When mountain bikes first hit the scene it was a pretty standard bike with 26" wheels, aggressive tread tires and not many options. Today mountain biking is the fastest growing segment in the world of bikes. We have cross country, enduro, over mountain, downhill, hard tail and full suspension bikes to choose from, not to mention 26", 27.5" and 29" wheel sizes. So the question is what is the best bike to own?

  Unfortunately it is not a simple or easy answer. The main factor is what type of riding will be done on the bike.  First question to answer is hard tail or full suspension. Most trails in Tucson are perfectly navigable on a hard tail bike but if the goal is to do more aggressive trails like some on Mount Lemmon or even the rocky terrain of  something like Sweetwater, then a full suspension is better. The major disadvantage to a full suspension is the loss of power when standing on a climb. The higher end bikes will have a lock out for the rear shock to limit that travel or bounce that robs the power and making sure the air pressure is set properly will also help eliminate that bounce. The advantage of course is the comfort going over obstacles and hitting some drops and dips. 

     The riding position difference when looking at a cross country versus an enduro style bike plays a big part in the decision. A cross country bike will have a much more aggressive angle putting the rider forward, more like a road bike and the enduro bike with a more relaxed head angle will set the rider back, making it more comfortable when pointing the bike down steeper slopes and obstacles.

     Some say the most difficult question is the tire size. 26" tires were the standard and many people liked them for the nimble handling and fast acceleration. 29" wheels hit the market a number of years ago and quickly became the favorite tire size because of the speed they roll at and the clearance and ability to go over just about anything on the road that gets in the way.
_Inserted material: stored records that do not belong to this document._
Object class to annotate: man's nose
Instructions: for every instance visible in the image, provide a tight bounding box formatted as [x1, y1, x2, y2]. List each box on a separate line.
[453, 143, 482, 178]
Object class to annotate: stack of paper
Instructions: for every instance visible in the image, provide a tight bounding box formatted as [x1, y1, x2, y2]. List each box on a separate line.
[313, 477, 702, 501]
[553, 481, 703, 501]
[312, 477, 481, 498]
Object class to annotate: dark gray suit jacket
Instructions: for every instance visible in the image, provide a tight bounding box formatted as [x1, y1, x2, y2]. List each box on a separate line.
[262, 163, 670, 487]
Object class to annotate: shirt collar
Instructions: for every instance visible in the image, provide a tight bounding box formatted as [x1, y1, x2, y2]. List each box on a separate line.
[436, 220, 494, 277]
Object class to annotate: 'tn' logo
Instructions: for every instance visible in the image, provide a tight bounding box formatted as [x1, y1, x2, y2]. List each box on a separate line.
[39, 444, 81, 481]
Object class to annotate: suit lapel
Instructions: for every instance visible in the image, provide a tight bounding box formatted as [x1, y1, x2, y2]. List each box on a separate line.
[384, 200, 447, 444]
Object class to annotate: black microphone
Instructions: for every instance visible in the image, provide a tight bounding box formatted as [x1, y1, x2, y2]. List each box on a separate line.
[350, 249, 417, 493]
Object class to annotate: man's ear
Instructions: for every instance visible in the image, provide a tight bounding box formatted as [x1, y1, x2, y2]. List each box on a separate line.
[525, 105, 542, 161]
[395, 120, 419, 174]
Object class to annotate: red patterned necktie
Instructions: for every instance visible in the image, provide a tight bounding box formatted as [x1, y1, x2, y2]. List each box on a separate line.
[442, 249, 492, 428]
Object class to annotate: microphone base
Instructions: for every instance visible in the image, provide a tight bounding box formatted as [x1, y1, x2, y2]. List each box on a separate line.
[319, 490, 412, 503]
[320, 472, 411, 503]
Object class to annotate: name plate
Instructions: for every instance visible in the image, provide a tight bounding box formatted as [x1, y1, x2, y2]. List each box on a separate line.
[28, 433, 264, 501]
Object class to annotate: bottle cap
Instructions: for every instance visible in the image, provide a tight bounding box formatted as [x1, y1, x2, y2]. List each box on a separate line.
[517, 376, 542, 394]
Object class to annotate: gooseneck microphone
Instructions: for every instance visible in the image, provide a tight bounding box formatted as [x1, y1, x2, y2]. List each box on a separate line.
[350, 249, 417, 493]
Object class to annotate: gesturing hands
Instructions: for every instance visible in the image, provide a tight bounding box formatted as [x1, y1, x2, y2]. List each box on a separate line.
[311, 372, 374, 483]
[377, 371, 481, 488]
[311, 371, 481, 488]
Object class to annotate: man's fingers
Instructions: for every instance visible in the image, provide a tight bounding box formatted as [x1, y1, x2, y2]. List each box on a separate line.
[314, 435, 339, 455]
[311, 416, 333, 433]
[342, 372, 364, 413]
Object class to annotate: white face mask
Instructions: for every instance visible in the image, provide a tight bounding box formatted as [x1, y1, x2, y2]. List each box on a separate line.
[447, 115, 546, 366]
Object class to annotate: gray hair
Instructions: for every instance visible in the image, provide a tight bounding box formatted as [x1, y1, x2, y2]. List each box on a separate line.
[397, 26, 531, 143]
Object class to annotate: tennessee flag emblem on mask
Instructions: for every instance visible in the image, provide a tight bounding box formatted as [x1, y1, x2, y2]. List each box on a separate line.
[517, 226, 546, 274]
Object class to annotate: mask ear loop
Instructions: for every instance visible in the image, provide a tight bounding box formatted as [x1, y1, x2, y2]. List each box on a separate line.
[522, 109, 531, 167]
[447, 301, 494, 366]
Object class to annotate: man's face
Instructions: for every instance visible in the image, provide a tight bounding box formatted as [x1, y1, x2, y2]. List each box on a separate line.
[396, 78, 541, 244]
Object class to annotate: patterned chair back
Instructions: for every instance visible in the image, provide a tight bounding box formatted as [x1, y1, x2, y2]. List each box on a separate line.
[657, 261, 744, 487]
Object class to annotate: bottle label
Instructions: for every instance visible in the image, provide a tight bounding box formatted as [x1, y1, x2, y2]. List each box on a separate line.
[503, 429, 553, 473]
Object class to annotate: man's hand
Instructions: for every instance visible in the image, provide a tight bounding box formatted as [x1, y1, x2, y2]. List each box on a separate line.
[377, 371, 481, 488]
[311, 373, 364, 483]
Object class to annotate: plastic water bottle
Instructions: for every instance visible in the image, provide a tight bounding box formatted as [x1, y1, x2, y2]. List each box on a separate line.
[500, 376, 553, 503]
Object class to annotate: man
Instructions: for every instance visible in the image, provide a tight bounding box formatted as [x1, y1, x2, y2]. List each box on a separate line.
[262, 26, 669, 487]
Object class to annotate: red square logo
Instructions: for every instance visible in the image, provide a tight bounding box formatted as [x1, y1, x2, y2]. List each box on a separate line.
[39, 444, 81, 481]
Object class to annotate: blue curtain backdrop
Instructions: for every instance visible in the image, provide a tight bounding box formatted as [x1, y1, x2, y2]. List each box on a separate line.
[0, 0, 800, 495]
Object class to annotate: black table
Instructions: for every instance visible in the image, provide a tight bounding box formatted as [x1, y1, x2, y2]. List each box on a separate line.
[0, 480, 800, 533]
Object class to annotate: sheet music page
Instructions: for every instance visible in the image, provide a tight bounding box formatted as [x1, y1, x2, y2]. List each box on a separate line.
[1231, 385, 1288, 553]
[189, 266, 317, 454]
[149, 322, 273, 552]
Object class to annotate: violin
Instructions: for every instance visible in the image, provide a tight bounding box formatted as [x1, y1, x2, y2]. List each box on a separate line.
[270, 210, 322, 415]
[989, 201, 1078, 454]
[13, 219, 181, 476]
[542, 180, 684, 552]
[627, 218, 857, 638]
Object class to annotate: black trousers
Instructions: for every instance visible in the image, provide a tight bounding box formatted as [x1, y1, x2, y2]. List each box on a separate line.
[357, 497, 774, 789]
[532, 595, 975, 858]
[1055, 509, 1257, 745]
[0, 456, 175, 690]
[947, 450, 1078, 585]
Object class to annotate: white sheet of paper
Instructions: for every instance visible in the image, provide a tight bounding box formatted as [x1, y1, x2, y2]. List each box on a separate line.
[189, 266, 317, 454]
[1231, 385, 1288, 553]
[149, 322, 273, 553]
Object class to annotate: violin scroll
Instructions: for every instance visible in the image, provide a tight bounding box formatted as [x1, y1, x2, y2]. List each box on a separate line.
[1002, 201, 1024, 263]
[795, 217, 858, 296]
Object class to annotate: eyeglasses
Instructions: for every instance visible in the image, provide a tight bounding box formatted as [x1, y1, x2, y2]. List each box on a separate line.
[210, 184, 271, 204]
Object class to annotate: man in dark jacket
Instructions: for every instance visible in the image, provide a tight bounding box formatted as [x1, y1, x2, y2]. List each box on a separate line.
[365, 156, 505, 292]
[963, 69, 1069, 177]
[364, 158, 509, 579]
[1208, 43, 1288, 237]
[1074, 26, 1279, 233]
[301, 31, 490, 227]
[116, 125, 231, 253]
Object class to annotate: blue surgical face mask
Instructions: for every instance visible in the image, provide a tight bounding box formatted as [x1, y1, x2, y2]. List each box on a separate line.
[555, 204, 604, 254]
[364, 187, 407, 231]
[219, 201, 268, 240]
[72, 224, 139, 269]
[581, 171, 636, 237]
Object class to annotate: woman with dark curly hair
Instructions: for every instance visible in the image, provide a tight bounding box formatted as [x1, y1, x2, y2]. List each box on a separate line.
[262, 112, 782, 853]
The draw back to a 29" bike is the handling gets slower and on smaller frames the bike geometry gets a little short making the bike a tight fit. A small frame 29" bike looks more like a big wheel than a race machine. Along came 27.5" wheels. This is a wheel size that handles like a smaller 26" size, but rolls over things like a 29" wheel. Being smaller it does accelerate very fast and it is small enough to fit on all frame sizes without making the geometry strange. Most major bike companies have recognized the efficiency of this size and are making most bikes in a 27.5". Many have also continued to make 29" bikes, but only in the larger frame sizes and then drop to 27.5" on the small or extra small sizes. 

    Here in Tucson a full suspension 27.5" bike with 120mm of front travel is just about the perfect bike. Both bands that are available at Bicycle Ranch Tucson make bikes in this range. The Giant Anthem sx and the Cannondale Trigger 27.5" are examples that have great adjustable travel and great handling. 

    The only way to truly answer what bike is right, is to stop into a local bike shop and start talking about the goals and limitations of riding, test ride and compare and then fall in love with the right bike.